Like any other shrewd businesspeople, cyber-criminals work with many of the same financial models of reducing risk and exposure while maximizing profitability as the organizations they seek to exploit. Attack techniques are evaluated not only in terms of their effectiveness, but in the overhead required to develop, modify, and implement them.
To better defend themselves, organizations are adopting AI and machine learning to automate tedious and time-consuming activities that normally require a high degree of human supervision and intervention to increase visibility and response time, as well as to accelerate critical security functions such as threat detection and response.
As these newer defensive strategies are implemented, they impact the basic economic and ROI models of cyber-criminals. In response, the cyber-criminal community continues to adjust and accelerate their development efforts, as outlined in trends recently discussed in my Threat Landscape Predictions for 2019.
Four Emerging Security Threats
The evolution of zero-days: The rapidly increasing variety and number of vulnerabilities and exploits is likely to be augmented by the ability to quickly produce zero-day exploits and provide them as a service. Making traditionally rare and highly effective attack vectors such as zero-days more available will radically impact the types and costs of services available on the dark web.

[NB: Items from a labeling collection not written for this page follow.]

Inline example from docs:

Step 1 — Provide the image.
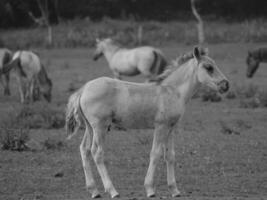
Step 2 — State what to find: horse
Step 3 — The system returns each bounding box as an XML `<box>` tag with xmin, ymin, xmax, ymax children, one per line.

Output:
<box><xmin>3</xmin><ymin>51</ymin><xmax>52</xmax><ymax>103</ymax></box>
<box><xmin>246</xmin><ymin>48</ymin><xmax>267</xmax><ymax>78</ymax></box>
<box><xmin>66</xmin><ymin>47</ymin><xmax>229</xmax><ymax>198</ymax></box>
<box><xmin>93</xmin><ymin>38</ymin><xmax>167</xmax><ymax>80</ymax></box>
<box><xmin>0</xmin><ymin>48</ymin><xmax>12</xmax><ymax>96</ymax></box>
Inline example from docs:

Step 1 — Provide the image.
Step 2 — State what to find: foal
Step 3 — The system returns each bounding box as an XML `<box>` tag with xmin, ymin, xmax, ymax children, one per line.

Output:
<box><xmin>66</xmin><ymin>47</ymin><xmax>229</xmax><ymax>198</ymax></box>
<box><xmin>93</xmin><ymin>38</ymin><xmax>167</xmax><ymax>80</ymax></box>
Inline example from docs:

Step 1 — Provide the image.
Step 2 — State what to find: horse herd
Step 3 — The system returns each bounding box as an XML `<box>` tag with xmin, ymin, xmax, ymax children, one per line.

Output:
<box><xmin>0</xmin><ymin>49</ymin><xmax>52</xmax><ymax>103</ymax></box>
<box><xmin>0</xmin><ymin>38</ymin><xmax>264</xmax><ymax>198</ymax></box>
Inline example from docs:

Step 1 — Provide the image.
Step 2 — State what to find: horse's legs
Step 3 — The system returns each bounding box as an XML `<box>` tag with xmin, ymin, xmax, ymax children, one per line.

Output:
<box><xmin>3</xmin><ymin>73</ymin><xmax>10</xmax><ymax>96</ymax></box>
<box><xmin>18</xmin><ymin>77</ymin><xmax>26</xmax><ymax>103</ymax></box>
<box><xmin>29</xmin><ymin>79</ymin><xmax>36</xmax><ymax>102</ymax></box>
<box><xmin>80</xmin><ymin>124</ymin><xmax>100</xmax><ymax>198</ymax></box>
<box><xmin>144</xmin><ymin>125</ymin><xmax>168</xmax><ymax>197</ymax></box>
<box><xmin>164</xmin><ymin>131</ymin><xmax>180</xmax><ymax>197</ymax></box>
<box><xmin>91</xmin><ymin>123</ymin><xmax>119</xmax><ymax>198</ymax></box>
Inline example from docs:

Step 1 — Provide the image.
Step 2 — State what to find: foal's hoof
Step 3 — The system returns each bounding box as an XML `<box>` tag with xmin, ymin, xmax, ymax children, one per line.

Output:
<box><xmin>92</xmin><ymin>193</ymin><xmax>101</xmax><ymax>199</ymax></box>
<box><xmin>111</xmin><ymin>193</ymin><xmax>120</xmax><ymax>199</ymax></box>
<box><xmin>147</xmin><ymin>193</ymin><xmax>156</xmax><ymax>198</ymax></box>
<box><xmin>172</xmin><ymin>192</ymin><xmax>181</xmax><ymax>197</ymax></box>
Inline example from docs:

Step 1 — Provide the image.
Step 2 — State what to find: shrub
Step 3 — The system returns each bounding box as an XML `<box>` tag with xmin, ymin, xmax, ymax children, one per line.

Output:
<box><xmin>0</xmin><ymin>127</ymin><xmax>29</xmax><ymax>151</ymax></box>
<box><xmin>235</xmin><ymin>83</ymin><xmax>259</xmax><ymax>98</ymax></box>
<box><xmin>240</xmin><ymin>97</ymin><xmax>260</xmax><ymax>108</ymax></box>
<box><xmin>2</xmin><ymin>102</ymin><xmax>65</xmax><ymax>129</ymax></box>
<box><xmin>42</xmin><ymin>138</ymin><xmax>64</xmax><ymax>150</ymax></box>
<box><xmin>225</xmin><ymin>91</ymin><xmax>236</xmax><ymax>99</ymax></box>
<box><xmin>220</xmin><ymin>121</ymin><xmax>240</xmax><ymax>135</ymax></box>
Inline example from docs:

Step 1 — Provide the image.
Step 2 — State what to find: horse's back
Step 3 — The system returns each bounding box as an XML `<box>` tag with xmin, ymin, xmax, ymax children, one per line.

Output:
<box><xmin>80</xmin><ymin>77</ymin><xmax>157</xmax><ymax>128</ymax></box>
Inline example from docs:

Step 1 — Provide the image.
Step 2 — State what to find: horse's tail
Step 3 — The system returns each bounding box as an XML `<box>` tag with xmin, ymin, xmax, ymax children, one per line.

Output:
<box><xmin>65</xmin><ymin>88</ymin><xmax>84</xmax><ymax>140</ymax></box>
<box><xmin>152</xmin><ymin>50</ymin><xmax>168</xmax><ymax>75</ymax></box>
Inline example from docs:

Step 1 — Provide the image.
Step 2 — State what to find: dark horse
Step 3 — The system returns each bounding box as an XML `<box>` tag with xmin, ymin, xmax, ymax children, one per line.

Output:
<box><xmin>246</xmin><ymin>48</ymin><xmax>267</xmax><ymax>78</ymax></box>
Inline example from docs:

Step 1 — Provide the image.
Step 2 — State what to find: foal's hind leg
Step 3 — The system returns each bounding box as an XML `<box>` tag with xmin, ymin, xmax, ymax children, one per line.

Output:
<box><xmin>80</xmin><ymin>124</ymin><xmax>100</xmax><ymax>198</ymax></box>
<box><xmin>164</xmin><ymin>131</ymin><xmax>180</xmax><ymax>197</ymax></box>
<box><xmin>91</xmin><ymin>123</ymin><xmax>119</xmax><ymax>198</ymax></box>
<box><xmin>144</xmin><ymin>125</ymin><xmax>168</xmax><ymax>197</ymax></box>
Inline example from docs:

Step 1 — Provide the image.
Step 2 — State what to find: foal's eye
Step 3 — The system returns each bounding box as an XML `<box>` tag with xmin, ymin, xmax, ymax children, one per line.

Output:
<box><xmin>205</xmin><ymin>65</ymin><xmax>214</xmax><ymax>74</ymax></box>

It will also completely change how organizations need to approach security, because there’s no way right now to even begin to anticipate where these zero-days will come from, nor how to properly defend against them using the sorts of isolated, legacy network security tools most organizations have in place today.

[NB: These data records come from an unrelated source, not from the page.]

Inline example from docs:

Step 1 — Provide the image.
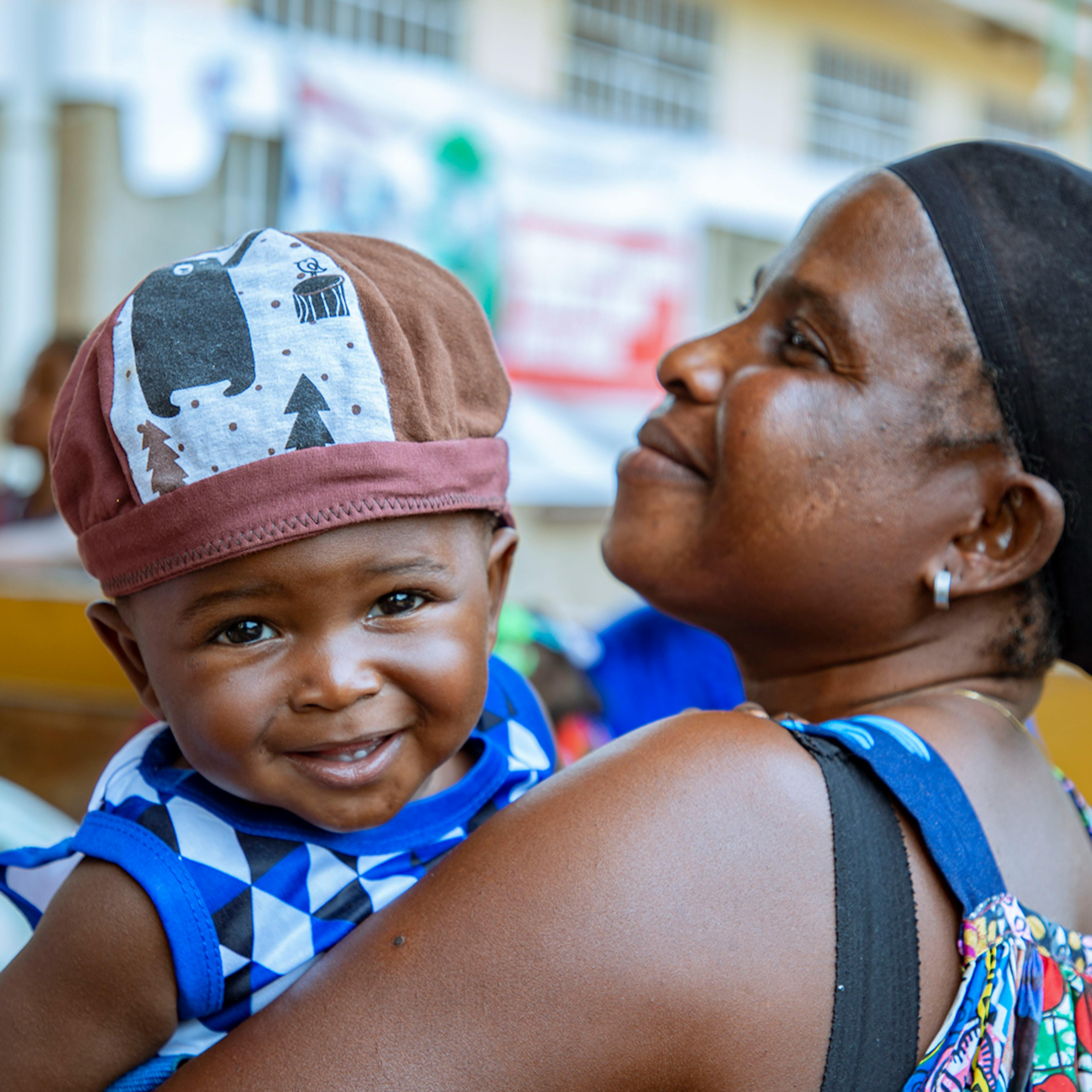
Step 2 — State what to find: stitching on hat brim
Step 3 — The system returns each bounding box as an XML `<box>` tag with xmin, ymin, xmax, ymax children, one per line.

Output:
<box><xmin>78</xmin><ymin>437</ymin><xmax>512</xmax><ymax>595</ymax></box>
<box><xmin>103</xmin><ymin>494</ymin><xmax>511</xmax><ymax>595</ymax></box>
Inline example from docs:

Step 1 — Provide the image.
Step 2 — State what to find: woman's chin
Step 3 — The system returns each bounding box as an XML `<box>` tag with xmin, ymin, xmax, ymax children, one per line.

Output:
<box><xmin>601</xmin><ymin>508</ymin><xmax>674</xmax><ymax>606</ymax></box>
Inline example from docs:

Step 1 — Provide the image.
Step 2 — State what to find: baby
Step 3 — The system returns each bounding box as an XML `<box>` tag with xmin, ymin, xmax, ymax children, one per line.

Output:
<box><xmin>0</xmin><ymin>229</ymin><xmax>554</xmax><ymax>1092</ymax></box>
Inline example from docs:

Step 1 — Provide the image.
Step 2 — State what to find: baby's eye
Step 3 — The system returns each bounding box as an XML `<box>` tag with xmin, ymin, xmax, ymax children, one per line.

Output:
<box><xmin>216</xmin><ymin>618</ymin><xmax>276</xmax><ymax>644</ymax></box>
<box><xmin>366</xmin><ymin>592</ymin><xmax>425</xmax><ymax>618</ymax></box>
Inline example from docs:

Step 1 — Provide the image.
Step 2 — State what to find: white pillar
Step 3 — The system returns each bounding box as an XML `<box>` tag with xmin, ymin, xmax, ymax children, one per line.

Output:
<box><xmin>0</xmin><ymin>0</ymin><xmax>57</xmax><ymax>412</ymax></box>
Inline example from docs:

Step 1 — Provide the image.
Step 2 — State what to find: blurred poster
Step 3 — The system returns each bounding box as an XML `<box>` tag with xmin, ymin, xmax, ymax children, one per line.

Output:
<box><xmin>498</xmin><ymin>215</ymin><xmax>687</xmax><ymax>394</ymax></box>
<box><xmin>283</xmin><ymin>46</ymin><xmax>697</xmax><ymax>504</ymax></box>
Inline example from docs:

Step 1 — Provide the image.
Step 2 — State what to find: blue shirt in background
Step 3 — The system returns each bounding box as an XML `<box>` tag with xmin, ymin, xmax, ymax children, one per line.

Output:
<box><xmin>588</xmin><ymin>607</ymin><xmax>744</xmax><ymax>737</ymax></box>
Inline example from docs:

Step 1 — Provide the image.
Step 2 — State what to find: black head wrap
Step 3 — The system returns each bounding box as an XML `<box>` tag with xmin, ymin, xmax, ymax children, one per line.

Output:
<box><xmin>888</xmin><ymin>141</ymin><xmax>1092</xmax><ymax>671</ymax></box>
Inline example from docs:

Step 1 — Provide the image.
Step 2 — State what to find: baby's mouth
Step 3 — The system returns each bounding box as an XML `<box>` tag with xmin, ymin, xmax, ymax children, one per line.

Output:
<box><xmin>301</xmin><ymin>736</ymin><xmax>388</xmax><ymax>762</ymax></box>
<box><xmin>289</xmin><ymin>732</ymin><xmax>394</xmax><ymax>762</ymax></box>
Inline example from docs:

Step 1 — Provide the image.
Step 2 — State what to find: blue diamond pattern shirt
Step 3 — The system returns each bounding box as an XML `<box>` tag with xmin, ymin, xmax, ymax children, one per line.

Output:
<box><xmin>0</xmin><ymin>657</ymin><xmax>555</xmax><ymax>1057</ymax></box>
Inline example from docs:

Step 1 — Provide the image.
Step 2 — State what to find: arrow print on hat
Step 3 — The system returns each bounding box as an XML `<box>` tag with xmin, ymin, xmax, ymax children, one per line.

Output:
<box><xmin>284</xmin><ymin>376</ymin><xmax>334</xmax><ymax>451</ymax></box>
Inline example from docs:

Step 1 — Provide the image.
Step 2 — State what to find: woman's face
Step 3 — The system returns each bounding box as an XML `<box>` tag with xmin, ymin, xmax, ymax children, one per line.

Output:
<box><xmin>603</xmin><ymin>174</ymin><xmax>1000</xmax><ymax>671</ymax></box>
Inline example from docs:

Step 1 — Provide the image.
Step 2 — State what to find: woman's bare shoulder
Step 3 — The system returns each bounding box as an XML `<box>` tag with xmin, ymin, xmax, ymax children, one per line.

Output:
<box><xmin>170</xmin><ymin>713</ymin><xmax>833</xmax><ymax>1092</ymax></box>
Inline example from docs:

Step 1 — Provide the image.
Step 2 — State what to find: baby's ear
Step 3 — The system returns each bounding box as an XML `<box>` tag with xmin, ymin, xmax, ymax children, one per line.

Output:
<box><xmin>486</xmin><ymin>528</ymin><xmax>520</xmax><ymax>650</ymax></box>
<box><xmin>87</xmin><ymin>599</ymin><xmax>164</xmax><ymax>721</ymax></box>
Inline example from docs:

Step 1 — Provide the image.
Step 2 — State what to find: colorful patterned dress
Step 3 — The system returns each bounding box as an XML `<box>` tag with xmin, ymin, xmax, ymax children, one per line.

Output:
<box><xmin>784</xmin><ymin>716</ymin><xmax>1092</xmax><ymax>1092</ymax></box>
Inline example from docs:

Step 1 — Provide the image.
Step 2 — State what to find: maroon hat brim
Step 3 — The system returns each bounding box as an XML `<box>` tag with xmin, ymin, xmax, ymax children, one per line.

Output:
<box><xmin>78</xmin><ymin>437</ymin><xmax>513</xmax><ymax>596</ymax></box>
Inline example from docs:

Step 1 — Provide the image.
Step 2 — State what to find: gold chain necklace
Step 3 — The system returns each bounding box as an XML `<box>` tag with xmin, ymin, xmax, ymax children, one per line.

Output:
<box><xmin>866</xmin><ymin>686</ymin><xmax>1030</xmax><ymax>735</ymax></box>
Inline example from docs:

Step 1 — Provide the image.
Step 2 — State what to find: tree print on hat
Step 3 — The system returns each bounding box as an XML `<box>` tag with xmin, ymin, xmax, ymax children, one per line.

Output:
<box><xmin>136</xmin><ymin>419</ymin><xmax>188</xmax><ymax>496</ymax></box>
<box><xmin>284</xmin><ymin>376</ymin><xmax>334</xmax><ymax>451</ymax></box>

Zero-day exploits have thus far been expensive, primarily because of the time, effort, and expertise involved in uncovering them. By applying AI and machine learning to the process, such exploits will shifting from being extremely rare to becoming a commodity. We have already seen the commoditization of more traditional exploits, and the resulting spike in attacks and exploits have already pushed many network security tools to their limits.
Zero-days plus AI: Zero-day vulnerabilities are a favorite exploit because they target unknown threat vectors. However, as mentioned above, it often takes too much time and expertise to discover and exploit them. This will change as AI and machine learning (ML) are combined with the technique known as “fuzzing” to better discover zero-day vulnerabilities and related exploits.
Fuzzing has traditionally been a sophisticated technique confined to lab environments that is used by professional threat researchers with specialized skills to discover vulnerabilities in hardware and software interfaces and applications.
As a result, using fuzzing to discover zero-day vulnerabilities has traditionally been beyond the scope of most cyber-criminals. As ML models are applied to this process, however, it will become more efficient – and more accessible as an attack vector.
Fortinet predicts that cyber-criminals will begin to leverage machine learning to develop automated fuzzing programs to accelerate the process of discovering zero-day vulnerabilities, leading to an increase of these attacks. Once that is in place, we also expect zero-day mining-as-a-service to be made available by the cybercrime economy – a strategy that will completely change how organizations need to approach security.
Combined dangers: Combining these threats with previous predictions about the advent of organized swarms of autonomous and self-learning bots will take cybercrime to a whole new level. Rather than waiting for a fuzzing-as-a-service tool to discover a requested exploit, combining AI with the distributed processing power and learning potential of swarm-based attacks means that these zero-day and other exploits can be discovered and exploited in real time.
Wild threats: The final threat in the progression will be the development of an AI-based fuzzing solution added to a swarmbot that cyber-criminals could simply launch into the wild unsupervised. The potential havoc and disruption resulting from such an event could be severe.
Ending the Arms Race
These predictions, which intersect technology development patterns with the economic models of cyber-criminals, are the natural result of an ongoing arms race between cyber-criminals and defenders.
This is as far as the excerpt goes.